NEVER ignore a bug, they don't just go away and it may come back to haunt you.
The ultimate aim of good programming is to reduce the bug count to an absolute minimum. Unfortunately the definition of a bug is not particularly simple. A bug may cause a program to crash, generate a few unwanted results, or compute completely the wrong thing. The worst form of bug is the conceptual bug, where the programmer misunderstood what was needed. The functional requirement may even develop over time during the research process. Effective algorithmic testing is the only way to ensure that conceptual bugs are found and eliminated. Good performance evaluations rarely lie.
For complicated software try to test with data for which you know the exact solution.
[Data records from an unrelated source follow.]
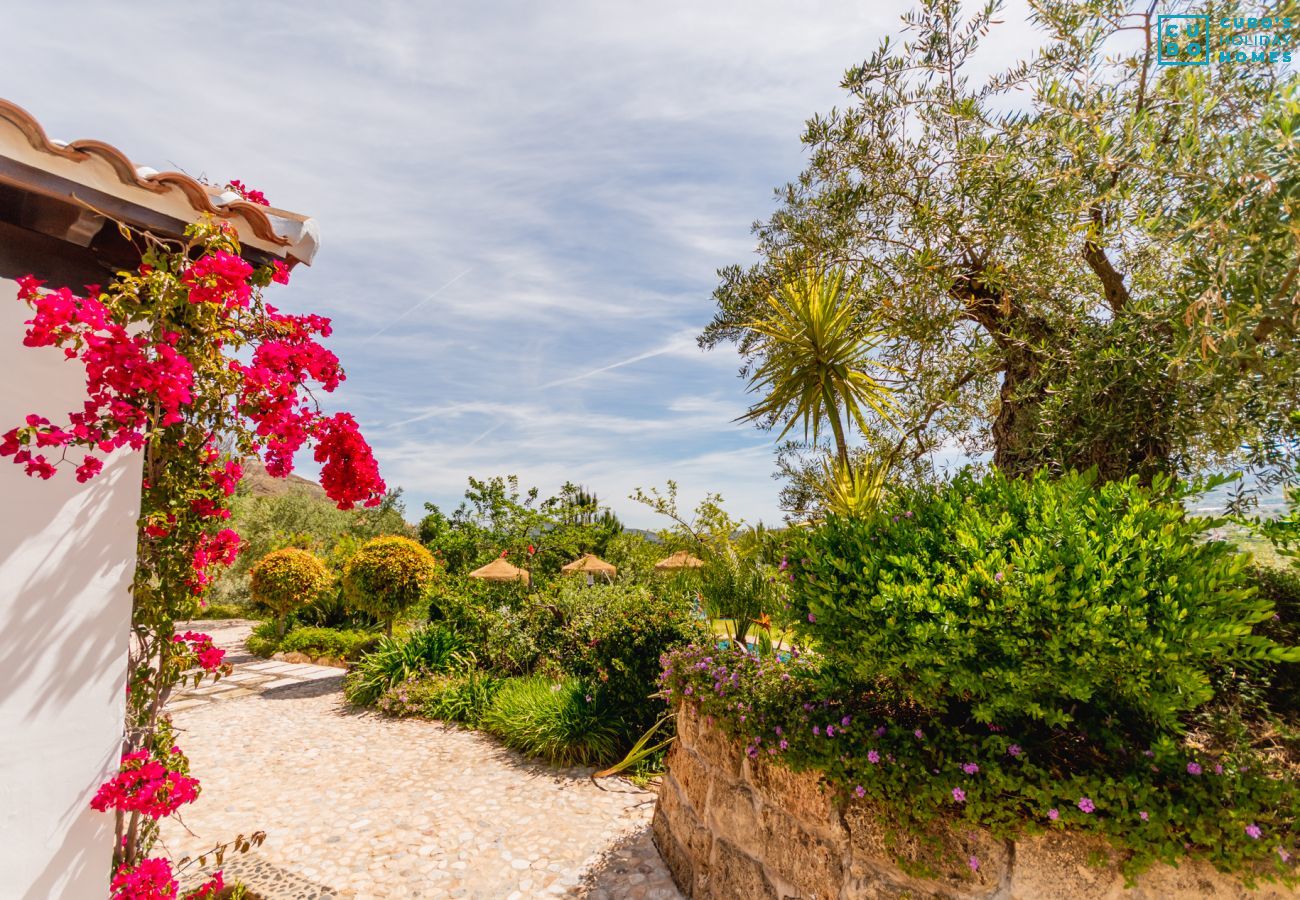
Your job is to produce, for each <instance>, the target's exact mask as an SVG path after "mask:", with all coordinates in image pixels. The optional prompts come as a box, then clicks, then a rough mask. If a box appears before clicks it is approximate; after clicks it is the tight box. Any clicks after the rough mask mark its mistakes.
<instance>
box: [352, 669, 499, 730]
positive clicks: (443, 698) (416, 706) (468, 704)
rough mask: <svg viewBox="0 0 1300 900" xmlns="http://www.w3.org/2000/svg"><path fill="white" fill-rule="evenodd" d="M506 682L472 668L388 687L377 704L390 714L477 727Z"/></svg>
mask: <svg viewBox="0 0 1300 900" xmlns="http://www.w3.org/2000/svg"><path fill="white" fill-rule="evenodd" d="M502 684H504V680H503V679H500V678H497V676H494V675H490V674H487V672H485V671H482V670H480V668H474V667H473V666H467V667H465V670H464V671H459V672H448V674H445V675H422V676H417V678H415V679H411V680H407V682H402V683H399V684H396V685H394V687H391V688H389V689H387V691H386V692H385V693H383V696H382V697H380V700H378V702H377V704H376V705H377V706H378V709H380V710H381V711H383V713H387V714H389V715H396V717H411V715H417V717H421V718H428V719H441V721H443V722H460V723H463V724H468V726H477V724H478V723H480V722H481V721H482V717H484V713H485V711H486V710H487V708H489V706H490V705H491V702H493V698H494V697H495V696H497V692H498V691H499V689H500V685H502Z"/></svg>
Write groups of 10-20 lines at a time. All new software should be interactively stepped through in a debugger, as it is written, to check that each line behaves as expected. Variables should be examined to check that they are within sensible bounds and loop variables should be tested to ensure they do not pass outside the valid data domain. Attempting to avoid this process will result in software which is ultimately more difficult to debug.
When finished any associated test data sets should be preserved so that further modifications can be tested. Such test data sets are generally best kept as software research demonstrations. This ensures that the software will get tested at regular intervals during the normal course of activities.
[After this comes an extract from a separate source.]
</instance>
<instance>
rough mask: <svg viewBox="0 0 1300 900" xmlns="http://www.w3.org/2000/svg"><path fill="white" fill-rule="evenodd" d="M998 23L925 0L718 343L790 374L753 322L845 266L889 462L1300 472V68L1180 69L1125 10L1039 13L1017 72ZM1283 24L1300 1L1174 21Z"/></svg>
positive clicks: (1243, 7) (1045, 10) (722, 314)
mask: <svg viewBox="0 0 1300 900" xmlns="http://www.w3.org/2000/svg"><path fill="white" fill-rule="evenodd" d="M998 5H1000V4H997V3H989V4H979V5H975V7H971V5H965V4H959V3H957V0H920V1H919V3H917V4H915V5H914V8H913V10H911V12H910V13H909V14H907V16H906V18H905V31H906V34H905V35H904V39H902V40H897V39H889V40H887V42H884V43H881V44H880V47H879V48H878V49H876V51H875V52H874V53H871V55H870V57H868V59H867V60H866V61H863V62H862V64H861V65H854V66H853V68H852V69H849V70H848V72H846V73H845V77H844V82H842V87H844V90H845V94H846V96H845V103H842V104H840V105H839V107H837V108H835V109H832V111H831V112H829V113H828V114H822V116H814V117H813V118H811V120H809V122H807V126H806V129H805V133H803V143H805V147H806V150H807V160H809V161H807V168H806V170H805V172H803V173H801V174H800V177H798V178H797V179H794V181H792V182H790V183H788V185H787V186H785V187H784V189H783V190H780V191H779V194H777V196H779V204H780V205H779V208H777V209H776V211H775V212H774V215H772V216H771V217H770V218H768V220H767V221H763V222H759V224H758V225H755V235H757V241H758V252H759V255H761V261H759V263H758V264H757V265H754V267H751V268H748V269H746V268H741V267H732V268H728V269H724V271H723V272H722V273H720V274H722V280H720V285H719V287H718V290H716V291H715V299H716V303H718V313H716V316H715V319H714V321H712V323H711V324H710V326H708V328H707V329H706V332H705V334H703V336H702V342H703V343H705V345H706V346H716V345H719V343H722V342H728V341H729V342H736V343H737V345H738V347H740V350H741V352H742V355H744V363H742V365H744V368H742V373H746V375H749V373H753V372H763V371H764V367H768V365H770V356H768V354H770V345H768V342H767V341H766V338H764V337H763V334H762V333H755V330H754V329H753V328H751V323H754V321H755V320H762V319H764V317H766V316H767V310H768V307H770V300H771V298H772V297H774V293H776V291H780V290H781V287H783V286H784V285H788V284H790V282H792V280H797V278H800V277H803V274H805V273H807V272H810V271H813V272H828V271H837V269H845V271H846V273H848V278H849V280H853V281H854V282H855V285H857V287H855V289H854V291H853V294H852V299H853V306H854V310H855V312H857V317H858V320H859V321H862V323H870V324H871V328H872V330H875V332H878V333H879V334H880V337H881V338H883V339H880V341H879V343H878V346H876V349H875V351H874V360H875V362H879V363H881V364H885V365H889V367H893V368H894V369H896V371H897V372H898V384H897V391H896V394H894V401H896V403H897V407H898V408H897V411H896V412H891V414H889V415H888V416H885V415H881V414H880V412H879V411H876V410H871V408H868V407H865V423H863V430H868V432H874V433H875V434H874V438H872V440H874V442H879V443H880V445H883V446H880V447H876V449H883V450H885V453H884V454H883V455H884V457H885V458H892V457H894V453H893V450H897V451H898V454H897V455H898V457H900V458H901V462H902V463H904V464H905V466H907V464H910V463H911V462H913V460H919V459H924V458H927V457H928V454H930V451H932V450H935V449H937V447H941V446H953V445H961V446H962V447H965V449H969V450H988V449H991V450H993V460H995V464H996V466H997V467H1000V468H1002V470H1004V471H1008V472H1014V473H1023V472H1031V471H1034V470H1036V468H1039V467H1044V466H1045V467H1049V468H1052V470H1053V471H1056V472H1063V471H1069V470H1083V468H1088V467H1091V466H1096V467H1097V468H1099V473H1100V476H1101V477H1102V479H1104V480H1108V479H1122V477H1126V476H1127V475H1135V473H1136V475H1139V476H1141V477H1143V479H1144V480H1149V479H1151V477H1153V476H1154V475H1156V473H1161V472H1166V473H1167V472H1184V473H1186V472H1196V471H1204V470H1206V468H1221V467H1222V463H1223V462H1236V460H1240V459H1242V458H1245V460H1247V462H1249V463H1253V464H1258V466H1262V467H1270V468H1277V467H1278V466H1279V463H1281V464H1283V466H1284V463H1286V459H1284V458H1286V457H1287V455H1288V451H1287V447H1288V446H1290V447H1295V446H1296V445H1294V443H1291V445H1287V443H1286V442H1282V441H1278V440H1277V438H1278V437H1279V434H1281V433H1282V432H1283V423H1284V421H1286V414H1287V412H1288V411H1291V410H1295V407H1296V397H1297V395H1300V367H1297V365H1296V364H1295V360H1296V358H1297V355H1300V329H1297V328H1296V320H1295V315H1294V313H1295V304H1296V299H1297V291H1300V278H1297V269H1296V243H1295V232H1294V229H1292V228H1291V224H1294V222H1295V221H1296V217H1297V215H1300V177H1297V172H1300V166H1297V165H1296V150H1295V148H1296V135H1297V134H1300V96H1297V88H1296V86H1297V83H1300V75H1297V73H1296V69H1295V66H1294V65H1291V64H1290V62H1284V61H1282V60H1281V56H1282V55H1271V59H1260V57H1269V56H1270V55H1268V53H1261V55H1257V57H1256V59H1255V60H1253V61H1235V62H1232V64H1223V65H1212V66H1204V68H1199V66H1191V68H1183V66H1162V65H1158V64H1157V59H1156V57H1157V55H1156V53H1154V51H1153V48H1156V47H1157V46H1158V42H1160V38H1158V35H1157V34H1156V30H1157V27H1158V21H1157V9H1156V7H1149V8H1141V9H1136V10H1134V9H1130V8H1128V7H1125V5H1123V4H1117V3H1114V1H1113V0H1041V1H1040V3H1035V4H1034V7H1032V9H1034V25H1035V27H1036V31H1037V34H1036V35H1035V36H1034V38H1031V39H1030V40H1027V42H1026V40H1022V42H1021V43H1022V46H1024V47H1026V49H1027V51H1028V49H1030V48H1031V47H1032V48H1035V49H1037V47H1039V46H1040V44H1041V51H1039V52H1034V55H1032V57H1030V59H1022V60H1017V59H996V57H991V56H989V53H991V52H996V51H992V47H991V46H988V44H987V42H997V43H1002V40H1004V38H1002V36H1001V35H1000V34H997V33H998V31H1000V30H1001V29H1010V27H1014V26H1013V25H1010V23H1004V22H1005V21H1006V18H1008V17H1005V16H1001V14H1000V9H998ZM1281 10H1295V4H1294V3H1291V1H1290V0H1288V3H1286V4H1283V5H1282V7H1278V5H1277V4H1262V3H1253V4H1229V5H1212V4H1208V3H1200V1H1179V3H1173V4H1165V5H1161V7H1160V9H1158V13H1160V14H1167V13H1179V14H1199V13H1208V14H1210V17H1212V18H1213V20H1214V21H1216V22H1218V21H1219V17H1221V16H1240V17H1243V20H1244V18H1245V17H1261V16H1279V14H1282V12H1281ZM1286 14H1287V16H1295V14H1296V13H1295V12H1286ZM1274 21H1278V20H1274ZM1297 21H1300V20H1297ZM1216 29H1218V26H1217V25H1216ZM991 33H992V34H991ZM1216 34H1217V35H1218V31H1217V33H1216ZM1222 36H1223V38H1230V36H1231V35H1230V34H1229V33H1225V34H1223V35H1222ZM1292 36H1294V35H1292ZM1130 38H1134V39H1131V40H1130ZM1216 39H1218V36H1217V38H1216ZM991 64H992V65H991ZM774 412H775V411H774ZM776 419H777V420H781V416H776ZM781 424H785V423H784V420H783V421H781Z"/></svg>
Software should NEVER be modified without assessing the effect on an associated test data set. This is the only way to reduce the average bug count, you can't rely on version control to do this for you. Modifying software without testing is probably the best definition there is of `hacking'.
Avoid completely rewriting software. This immediately increases the total bug count in established code. It is far better to identify a continuous development path and modify one feature of the program at a time and test each step. This is particularly important for mature software which may have been debugged over a period of years by a group of programmers and for which you may not understand all of the complexities (OLD CODE IS BETTER THAN NEW CODE).